Power as a national idea
The supreme national idea of Russia is power, embodied in the great Russian state (derzháva). Everything in our history is pinned on it. As a Russian subject, your worth is determined by how much you contribute to the wealth, might, and glory of our state, because it is the sole organizing force on the frozen, wind-blown, endless expanses of Eurasian plains. In the picture below, the clothing is Mediterranean, but the story is essentially Russian, archetypal for our civilization, where countless bright talents have been weighed and measured by servants of our Empire—and found wanting, or worse.
Revolutions and wars
“The Black Square”, by Kazimir Malevich. The year is 1913, but the painter already senses how the Great War is going soon to crack open in Russia a fathomless wellspring of human evil, that would reverberate through the rest of the century by unimaginable atrocities across half the world.

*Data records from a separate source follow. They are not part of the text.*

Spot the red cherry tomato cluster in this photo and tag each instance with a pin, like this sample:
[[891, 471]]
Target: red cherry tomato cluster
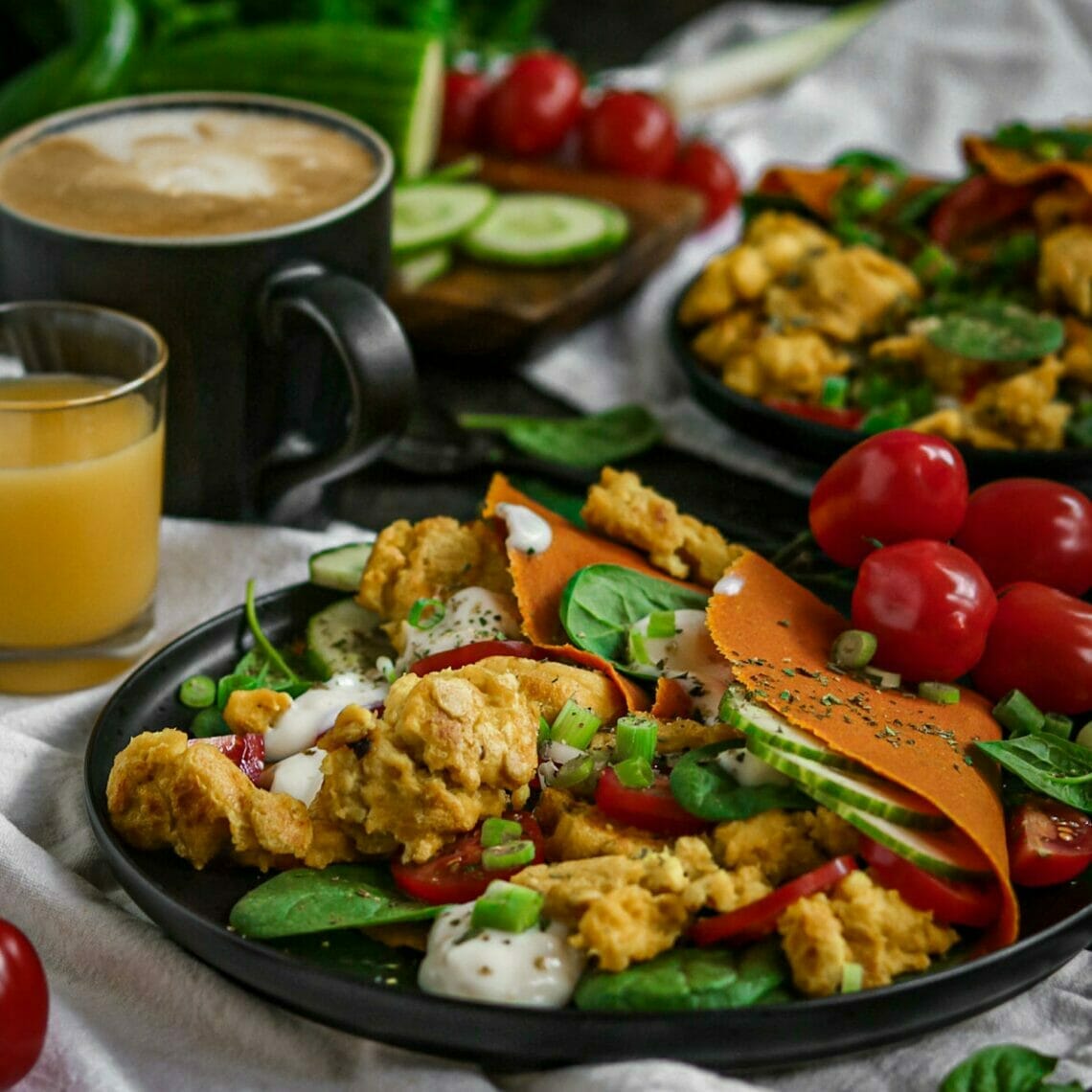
[[24, 1005], [540, 103], [952, 582]]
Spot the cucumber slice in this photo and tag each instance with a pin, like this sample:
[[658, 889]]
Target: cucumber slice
[[873, 795], [546, 229], [415, 270], [344, 637], [428, 215], [763, 724], [946, 852], [340, 567]]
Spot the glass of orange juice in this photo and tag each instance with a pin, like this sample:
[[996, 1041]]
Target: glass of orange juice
[[82, 392]]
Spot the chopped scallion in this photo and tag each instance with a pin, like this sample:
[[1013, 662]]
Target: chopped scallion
[[507, 906], [636, 772], [1018, 715], [944, 694], [575, 725], [636, 736], [853, 648], [497, 831], [508, 855], [425, 614], [197, 692]]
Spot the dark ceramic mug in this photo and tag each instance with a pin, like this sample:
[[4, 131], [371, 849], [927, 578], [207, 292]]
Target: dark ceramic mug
[[287, 369]]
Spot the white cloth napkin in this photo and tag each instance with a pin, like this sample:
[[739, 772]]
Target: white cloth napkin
[[131, 1012]]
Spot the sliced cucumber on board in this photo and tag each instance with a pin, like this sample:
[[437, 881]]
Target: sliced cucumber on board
[[429, 215], [545, 229], [344, 637], [340, 567]]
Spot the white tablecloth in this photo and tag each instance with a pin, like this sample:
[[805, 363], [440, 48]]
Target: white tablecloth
[[132, 1012]]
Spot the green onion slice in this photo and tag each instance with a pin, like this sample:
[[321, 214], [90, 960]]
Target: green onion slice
[[853, 648], [197, 692], [944, 694], [636, 772], [575, 725], [497, 831], [508, 855], [1018, 715], [425, 614], [636, 738]]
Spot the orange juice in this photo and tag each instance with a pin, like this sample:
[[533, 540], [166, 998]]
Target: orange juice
[[80, 500]]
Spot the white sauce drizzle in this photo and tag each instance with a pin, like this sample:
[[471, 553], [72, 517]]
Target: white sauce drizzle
[[528, 531], [299, 775], [537, 967], [314, 712]]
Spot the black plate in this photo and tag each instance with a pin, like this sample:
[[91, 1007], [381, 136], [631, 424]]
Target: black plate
[[822, 444], [193, 909]]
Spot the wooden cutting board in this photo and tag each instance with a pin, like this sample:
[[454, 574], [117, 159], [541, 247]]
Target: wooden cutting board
[[498, 311]]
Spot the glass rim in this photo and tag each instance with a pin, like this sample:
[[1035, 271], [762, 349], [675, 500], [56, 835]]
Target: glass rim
[[123, 388]]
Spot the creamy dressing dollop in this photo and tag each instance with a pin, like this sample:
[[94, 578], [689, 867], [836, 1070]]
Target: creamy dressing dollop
[[537, 967]]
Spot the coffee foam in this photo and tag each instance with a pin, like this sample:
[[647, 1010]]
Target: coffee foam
[[186, 172]]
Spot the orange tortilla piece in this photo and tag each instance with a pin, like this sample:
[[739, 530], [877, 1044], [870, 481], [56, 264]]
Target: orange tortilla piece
[[778, 636], [1012, 167]]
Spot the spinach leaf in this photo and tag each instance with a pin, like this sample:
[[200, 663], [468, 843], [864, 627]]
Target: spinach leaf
[[1050, 764], [997, 330], [576, 442], [350, 951], [691, 979], [1005, 1068], [707, 789], [601, 602], [338, 897]]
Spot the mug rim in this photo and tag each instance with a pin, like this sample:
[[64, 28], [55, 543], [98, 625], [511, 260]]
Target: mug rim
[[63, 120], [119, 390]]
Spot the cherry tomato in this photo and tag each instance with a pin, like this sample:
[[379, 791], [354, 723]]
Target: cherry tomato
[[1040, 644], [535, 103], [629, 132], [1050, 842], [457, 875], [24, 1005], [463, 95], [976, 204], [703, 167], [891, 488], [956, 902], [1030, 529], [653, 808], [761, 919], [929, 606], [836, 416], [473, 652]]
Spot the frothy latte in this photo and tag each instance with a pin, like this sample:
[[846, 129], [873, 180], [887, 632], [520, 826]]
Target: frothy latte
[[186, 172]]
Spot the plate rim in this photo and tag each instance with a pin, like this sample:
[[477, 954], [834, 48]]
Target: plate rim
[[514, 1037]]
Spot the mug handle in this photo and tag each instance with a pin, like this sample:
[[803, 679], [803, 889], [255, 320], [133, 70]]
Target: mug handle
[[378, 364]]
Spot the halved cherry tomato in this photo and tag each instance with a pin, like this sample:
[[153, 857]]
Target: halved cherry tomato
[[457, 875], [1030, 529], [929, 606], [1039, 642], [706, 169], [535, 103], [247, 750], [653, 808], [475, 651], [24, 1005], [761, 919], [956, 902], [894, 486], [631, 133], [836, 416], [1050, 842]]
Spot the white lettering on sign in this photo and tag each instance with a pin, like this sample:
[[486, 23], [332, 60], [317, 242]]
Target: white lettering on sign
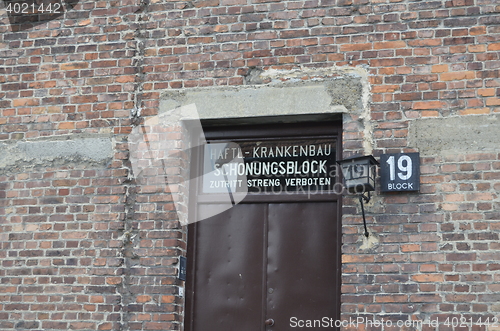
[[292, 151], [400, 172], [400, 186], [257, 168], [269, 166]]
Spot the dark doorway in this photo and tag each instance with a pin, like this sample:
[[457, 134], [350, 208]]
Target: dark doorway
[[273, 260]]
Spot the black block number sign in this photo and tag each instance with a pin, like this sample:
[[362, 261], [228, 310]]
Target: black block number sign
[[400, 172]]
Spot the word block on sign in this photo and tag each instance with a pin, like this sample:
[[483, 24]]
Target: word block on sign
[[400, 172]]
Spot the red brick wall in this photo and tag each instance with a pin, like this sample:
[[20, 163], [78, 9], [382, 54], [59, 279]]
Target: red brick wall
[[85, 247]]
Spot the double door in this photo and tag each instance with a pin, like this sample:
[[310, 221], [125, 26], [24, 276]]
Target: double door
[[264, 266]]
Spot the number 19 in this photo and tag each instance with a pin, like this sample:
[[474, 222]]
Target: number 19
[[404, 165]]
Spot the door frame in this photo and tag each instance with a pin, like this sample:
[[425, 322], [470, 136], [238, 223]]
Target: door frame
[[271, 131]]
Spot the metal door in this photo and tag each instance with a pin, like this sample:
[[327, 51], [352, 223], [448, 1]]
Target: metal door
[[264, 264]]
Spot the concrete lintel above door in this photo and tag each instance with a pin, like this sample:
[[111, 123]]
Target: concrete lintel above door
[[314, 97]]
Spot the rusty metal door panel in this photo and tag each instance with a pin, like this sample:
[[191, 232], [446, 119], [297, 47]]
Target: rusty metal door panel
[[302, 279], [228, 286]]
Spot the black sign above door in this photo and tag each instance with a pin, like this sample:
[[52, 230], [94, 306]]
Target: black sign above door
[[270, 166]]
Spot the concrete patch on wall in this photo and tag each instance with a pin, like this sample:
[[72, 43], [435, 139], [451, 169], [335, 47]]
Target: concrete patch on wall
[[284, 94], [464, 134], [61, 150]]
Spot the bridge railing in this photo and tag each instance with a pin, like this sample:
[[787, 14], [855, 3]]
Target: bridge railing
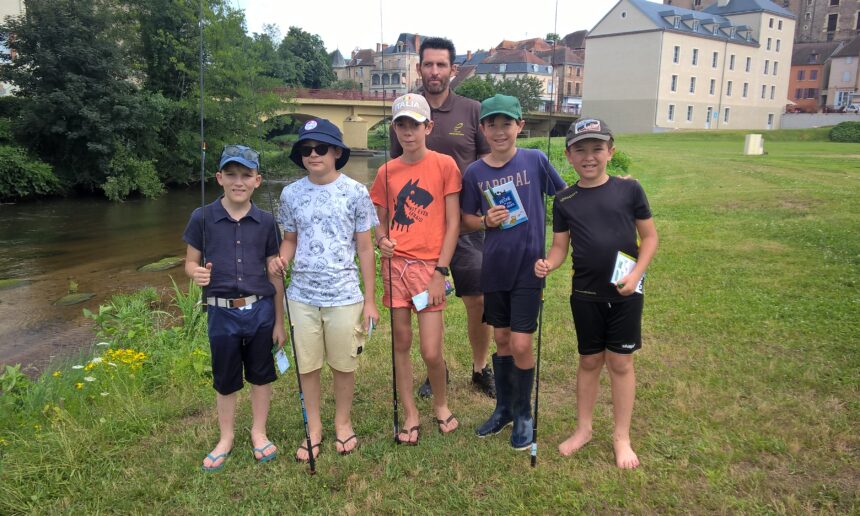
[[331, 94]]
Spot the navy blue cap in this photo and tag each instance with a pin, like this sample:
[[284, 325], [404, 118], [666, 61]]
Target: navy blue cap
[[323, 131]]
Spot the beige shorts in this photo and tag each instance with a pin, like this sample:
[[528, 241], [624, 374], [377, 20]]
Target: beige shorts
[[335, 333]]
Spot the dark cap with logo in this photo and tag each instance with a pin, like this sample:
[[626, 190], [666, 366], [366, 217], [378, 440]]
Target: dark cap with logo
[[586, 128]]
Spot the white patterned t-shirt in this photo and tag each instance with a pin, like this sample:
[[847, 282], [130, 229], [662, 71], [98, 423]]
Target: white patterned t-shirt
[[326, 219]]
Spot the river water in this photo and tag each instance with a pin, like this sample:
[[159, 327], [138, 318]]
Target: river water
[[99, 245]]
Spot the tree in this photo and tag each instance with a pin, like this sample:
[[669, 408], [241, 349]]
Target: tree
[[306, 52], [477, 88], [526, 88]]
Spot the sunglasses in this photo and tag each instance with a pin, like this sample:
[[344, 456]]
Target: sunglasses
[[234, 151], [321, 149]]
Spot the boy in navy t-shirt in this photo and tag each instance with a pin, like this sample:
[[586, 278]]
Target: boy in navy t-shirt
[[601, 216], [511, 291]]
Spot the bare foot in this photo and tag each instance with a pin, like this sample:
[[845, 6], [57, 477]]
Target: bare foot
[[263, 447], [220, 452], [625, 457], [577, 440]]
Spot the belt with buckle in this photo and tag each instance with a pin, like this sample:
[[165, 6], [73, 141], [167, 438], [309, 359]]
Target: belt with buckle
[[231, 303]]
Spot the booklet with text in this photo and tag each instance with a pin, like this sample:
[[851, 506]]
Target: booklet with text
[[624, 263], [506, 195]]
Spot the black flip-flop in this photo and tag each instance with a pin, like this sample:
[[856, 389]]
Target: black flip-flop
[[445, 422]]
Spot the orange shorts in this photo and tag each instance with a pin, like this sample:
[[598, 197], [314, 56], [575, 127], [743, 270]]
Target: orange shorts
[[409, 277]]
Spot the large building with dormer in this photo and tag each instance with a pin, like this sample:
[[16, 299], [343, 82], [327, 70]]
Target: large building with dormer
[[654, 67]]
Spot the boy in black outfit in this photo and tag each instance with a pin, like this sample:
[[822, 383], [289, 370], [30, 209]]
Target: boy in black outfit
[[601, 216]]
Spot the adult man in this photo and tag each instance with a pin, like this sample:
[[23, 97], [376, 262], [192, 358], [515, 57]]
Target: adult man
[[456, 133]]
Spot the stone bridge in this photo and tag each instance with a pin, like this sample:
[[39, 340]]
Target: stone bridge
[[355, 113]]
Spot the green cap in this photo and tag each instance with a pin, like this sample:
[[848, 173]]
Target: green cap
[[500, 104]]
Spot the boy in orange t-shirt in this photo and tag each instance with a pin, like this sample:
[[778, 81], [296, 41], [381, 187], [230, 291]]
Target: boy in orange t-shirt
[[417, 201]]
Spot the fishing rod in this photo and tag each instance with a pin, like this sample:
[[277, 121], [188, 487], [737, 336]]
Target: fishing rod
[[388, 214], [543, 246]]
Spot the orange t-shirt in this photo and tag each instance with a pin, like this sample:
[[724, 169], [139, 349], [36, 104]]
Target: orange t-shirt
[[416, 203]]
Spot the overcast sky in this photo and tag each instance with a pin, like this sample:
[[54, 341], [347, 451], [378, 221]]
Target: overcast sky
[[470, 24]]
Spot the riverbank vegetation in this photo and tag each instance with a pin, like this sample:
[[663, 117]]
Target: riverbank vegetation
[[107, 93], [747, 402]]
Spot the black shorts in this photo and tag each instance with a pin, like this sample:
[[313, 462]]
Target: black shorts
[[615, 326], [515, 309], [466, 264], [240, 337]]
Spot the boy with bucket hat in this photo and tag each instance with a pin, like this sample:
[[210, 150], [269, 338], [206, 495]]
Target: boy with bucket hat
[[244, 314], [327, 217], [512, 293]]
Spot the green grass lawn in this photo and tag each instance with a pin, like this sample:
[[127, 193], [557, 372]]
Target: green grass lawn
[[748, 381]]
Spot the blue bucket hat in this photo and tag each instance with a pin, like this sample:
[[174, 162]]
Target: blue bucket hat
[[323, 131], [240, 154]]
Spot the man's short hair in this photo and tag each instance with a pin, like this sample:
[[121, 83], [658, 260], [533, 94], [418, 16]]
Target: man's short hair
[[437, 44]]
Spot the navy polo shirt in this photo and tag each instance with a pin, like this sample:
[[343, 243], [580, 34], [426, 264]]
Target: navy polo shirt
[[237, 249]]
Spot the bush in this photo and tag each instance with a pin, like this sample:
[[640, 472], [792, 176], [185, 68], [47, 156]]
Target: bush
[[22, 176], [846, 132]]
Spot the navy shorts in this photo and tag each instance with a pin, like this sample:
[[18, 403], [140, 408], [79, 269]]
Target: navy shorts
[[466, 264], [515, 309], [601, 326], [241, 338]]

“Heroes of the First Five-Year Plan”, by Alexander Deineka. Rugged workers of mixed Soviet ethnicities walk through something reminding of the Pearly Gates. Their steps are weightless, faces overwhelmed, their path floodlit by a heavenly brilliance and blessed by the pagan goddess of victory. Millions of souls were spent in the XX century for the sake of the greatest project of social re-engineering, the Communist revolution.
The victory over Nazi Germany was the pinnacle of Russian history, an epic saga of self-sacrifice and human suffering. Like much else in our history, the fruits of the victory were appropriated by people who neither suffered or sacrificed anything.
The Russian heartland could sustain limited population because of too little arable land and harsh climate.
Russia is situated on the edge of the climatic zone where traditional European agriculture such as grain production, can be practiced. During the continental warming in the late-Middle Ages, bumper crops happened more often. Still, harvests failures because of weather were a much more serious factor than in territories further west and south.
Most of Russian peasants up to the Imperial times practiced migrational single-field agriculture. It could give up to 10x the input the first year, only to drop to a fraction of that the second year. Which defined the precarious nature of living in the Russian woods.
In the East Slav territories in the time of Varangians and Kievan Rus (IX-XIII centuries), there was another major challenge: no roads. Almost all transportation required access to rivers. This made delivery of excess produce to other areas very problematic. Russia got permanent markets, and the mercantile class in the cities several centuries later than the countries to the west. (The Hanseatic enclaves in Novgorod and Pskov, later destroyed by Moscovy dukes, were the few exceptions). No wonder the Russian word yármarka (seasonal market) came from German, torgóvlya (trade) from Scandinavian, bazár (local market), déngi (money) and tavár (goods) from Turkic.
To sum it up, the elites lived much like now, in habitual opulence, often surpassing the luxury of the Western aristocracy, yet punctuated by occasional blows of misfortune. The rest of the population had to struggle against harsher realities of East European nature and weather.
It required the spread of two-field and three-field agriculture brought to us by German settlers, as well as the annexation of fertile steppe lands in the south in the XVIII century, to create the economic base for larger swathes of population comparable with more benign areas in the Central and Western Europe.